Defining an Open Platform

The Apperta Foundation, a not-for-profit organisation supported by NHS England and NHS Digital led by clinicians to promote open systems and standards for digital health and social care, aims to make data, information and knowledge in IT systems open, shareable and computable to facilitate the creation of innovative digital services to transform the delivery of health and social care. An individual user (patient or service user, family or informal carer or health and care worker or professional) would like to be able to choose a set of applications from multiple vendors that best support their needs. An open platform enables applications from multiple vendors to be orchestrated to work together to meet an individual user’s needs.

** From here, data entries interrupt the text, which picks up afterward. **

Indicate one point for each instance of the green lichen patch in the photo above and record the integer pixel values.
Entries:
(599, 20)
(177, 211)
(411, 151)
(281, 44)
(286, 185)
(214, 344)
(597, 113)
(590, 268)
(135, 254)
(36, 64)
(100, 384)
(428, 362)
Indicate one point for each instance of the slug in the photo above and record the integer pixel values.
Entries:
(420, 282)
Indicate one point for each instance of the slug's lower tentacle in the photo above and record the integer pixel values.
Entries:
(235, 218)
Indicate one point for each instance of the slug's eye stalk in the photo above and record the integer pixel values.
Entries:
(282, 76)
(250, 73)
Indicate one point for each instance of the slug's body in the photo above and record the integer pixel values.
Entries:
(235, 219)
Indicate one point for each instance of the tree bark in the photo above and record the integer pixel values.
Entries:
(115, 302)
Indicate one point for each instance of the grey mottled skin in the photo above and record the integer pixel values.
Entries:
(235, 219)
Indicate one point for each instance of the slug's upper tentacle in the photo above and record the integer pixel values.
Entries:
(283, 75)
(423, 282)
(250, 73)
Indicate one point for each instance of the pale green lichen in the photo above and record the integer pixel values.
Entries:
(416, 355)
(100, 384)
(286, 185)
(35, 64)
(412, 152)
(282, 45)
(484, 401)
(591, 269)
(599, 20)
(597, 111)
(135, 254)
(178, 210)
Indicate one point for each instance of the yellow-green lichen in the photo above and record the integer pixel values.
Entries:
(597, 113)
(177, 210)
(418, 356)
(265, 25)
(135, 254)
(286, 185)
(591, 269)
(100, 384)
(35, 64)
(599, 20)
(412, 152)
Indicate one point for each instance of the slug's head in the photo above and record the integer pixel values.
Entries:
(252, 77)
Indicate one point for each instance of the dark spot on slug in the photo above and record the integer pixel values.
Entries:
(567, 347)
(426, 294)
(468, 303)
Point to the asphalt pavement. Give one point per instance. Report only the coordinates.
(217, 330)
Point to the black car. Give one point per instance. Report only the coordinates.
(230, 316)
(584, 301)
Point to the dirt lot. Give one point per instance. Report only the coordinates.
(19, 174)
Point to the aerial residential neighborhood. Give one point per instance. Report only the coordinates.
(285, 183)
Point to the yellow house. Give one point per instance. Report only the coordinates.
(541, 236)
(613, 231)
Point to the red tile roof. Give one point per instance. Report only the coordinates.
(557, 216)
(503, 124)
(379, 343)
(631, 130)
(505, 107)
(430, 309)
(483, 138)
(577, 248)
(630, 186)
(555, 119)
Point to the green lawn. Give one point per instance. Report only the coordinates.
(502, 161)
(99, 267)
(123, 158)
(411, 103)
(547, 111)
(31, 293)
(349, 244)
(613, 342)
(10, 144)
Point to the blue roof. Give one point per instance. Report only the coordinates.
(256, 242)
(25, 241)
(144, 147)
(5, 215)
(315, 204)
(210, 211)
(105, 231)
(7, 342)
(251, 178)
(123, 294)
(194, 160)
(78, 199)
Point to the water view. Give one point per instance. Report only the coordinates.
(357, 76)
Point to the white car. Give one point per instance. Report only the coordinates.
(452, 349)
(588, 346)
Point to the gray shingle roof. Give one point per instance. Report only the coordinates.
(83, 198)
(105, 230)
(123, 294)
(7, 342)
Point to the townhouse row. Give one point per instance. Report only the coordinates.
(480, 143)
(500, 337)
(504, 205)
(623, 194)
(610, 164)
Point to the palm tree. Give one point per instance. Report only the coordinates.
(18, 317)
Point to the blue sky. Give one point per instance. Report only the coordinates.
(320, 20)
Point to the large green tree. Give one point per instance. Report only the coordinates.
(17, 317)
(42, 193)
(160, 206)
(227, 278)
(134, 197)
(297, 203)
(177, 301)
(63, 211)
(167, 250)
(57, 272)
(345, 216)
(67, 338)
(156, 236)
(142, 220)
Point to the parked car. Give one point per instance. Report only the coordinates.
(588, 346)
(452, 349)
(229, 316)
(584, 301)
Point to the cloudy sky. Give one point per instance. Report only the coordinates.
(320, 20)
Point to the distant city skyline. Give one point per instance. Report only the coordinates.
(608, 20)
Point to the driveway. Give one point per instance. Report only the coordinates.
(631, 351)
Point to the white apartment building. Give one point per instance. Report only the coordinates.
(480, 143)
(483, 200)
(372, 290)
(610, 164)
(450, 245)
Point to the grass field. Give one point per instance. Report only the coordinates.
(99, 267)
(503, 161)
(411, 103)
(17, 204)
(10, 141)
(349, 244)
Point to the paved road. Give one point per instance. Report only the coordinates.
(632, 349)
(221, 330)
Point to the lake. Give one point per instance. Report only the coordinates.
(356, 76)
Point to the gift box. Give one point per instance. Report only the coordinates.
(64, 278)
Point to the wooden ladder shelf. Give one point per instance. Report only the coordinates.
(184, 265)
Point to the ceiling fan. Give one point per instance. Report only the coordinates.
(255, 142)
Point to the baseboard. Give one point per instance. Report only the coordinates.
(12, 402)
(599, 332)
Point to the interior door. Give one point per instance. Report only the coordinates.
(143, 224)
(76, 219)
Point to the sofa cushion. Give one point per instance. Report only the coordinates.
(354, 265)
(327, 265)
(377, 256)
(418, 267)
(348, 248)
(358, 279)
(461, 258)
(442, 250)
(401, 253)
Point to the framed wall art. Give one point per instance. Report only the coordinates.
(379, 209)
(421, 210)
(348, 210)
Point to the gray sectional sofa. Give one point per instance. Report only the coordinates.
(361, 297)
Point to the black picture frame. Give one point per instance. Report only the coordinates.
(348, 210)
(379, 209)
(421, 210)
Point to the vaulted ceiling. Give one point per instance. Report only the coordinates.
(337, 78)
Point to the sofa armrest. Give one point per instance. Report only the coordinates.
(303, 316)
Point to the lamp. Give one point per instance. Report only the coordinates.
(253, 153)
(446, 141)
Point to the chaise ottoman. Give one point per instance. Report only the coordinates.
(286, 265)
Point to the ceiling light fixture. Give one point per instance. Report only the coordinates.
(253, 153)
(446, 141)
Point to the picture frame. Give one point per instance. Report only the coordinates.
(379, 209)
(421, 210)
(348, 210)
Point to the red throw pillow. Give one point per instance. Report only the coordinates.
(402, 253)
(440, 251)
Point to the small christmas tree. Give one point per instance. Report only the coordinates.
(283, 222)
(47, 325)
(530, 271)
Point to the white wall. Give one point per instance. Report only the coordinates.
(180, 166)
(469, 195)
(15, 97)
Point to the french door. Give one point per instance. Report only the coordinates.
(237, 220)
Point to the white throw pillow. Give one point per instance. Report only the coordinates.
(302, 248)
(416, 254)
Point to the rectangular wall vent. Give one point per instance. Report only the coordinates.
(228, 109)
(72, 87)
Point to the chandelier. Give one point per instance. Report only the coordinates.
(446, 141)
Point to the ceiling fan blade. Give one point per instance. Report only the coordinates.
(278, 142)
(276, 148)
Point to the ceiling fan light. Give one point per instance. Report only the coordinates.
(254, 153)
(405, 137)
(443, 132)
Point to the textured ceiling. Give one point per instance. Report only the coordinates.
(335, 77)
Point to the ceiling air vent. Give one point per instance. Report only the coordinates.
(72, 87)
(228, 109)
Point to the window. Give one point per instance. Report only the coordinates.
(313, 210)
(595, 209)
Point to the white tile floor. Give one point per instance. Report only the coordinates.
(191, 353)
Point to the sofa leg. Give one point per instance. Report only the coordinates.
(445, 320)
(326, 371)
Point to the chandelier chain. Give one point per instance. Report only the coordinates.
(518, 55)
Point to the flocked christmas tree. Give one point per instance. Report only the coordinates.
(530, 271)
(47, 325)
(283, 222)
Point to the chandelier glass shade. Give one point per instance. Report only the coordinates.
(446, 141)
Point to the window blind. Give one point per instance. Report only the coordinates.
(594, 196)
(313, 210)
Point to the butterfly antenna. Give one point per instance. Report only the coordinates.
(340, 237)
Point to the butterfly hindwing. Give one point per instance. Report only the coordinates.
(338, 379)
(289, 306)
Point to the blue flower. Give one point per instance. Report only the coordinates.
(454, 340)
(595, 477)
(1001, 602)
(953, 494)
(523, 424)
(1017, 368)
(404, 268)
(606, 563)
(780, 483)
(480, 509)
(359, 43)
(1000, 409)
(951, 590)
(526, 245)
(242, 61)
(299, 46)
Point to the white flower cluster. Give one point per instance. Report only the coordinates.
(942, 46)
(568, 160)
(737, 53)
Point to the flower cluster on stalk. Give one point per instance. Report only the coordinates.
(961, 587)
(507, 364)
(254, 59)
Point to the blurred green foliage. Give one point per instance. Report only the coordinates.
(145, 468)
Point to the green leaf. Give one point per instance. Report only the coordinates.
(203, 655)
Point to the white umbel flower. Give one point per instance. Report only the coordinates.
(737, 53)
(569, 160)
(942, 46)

In “Defining an Open Platform,” Apperta makes the case for open platforms defines 8 principles to which an open platform should adhere in order to meet the need of all stakeholders:

      1. Open Standards Based – Implementation should be based on agile open standards. Any willing party should be able to use these standards without charge to build an independent, compliant instance of the complete platform.
      2. Shared Common Information Models – There should be a set of common information models in use by all instances of the platform, independent of any technical implementation.
      3. Supporting Application Portability – Applications written to run on one platform should be able to run on another platform that has been independently developed.
      4. Federatable – It should be possible to connect any implementation of the open platform to all others that were independently developed, in a federated structure, to allow the sharing of appropriate information and workflows between them.
      5. Vendor and Technology Neutral – Standards should not depend on particular technologies or require components from particular vendors. Anyone building an implementation of the open platform may elect to use any technology and may choose to include or exclude proprietary components.
      6. Supporting Open Data – Data should be exposed as needed in an open, shareable, computable format in near to real-time. Implementors may choose to use this format natively in their persistence/storage layer of the platform itself or meet this requirement by using mappings and transformations from some other open or proprietary format.
      7. Providing Open APIs – The full specification of the APIs (the means by which applications are connected to the platform) should be freely available.
      8. Operability (as in DevOps) – The platform should support the principles of operability (this is about the qualities of a system that enables applications to operate well throughout their full life cycle). Software systems which follow software operability good practice will tend to be simpler to operate and maintain, with a reduced cost of ownership, and almost certainly fewer operational problems.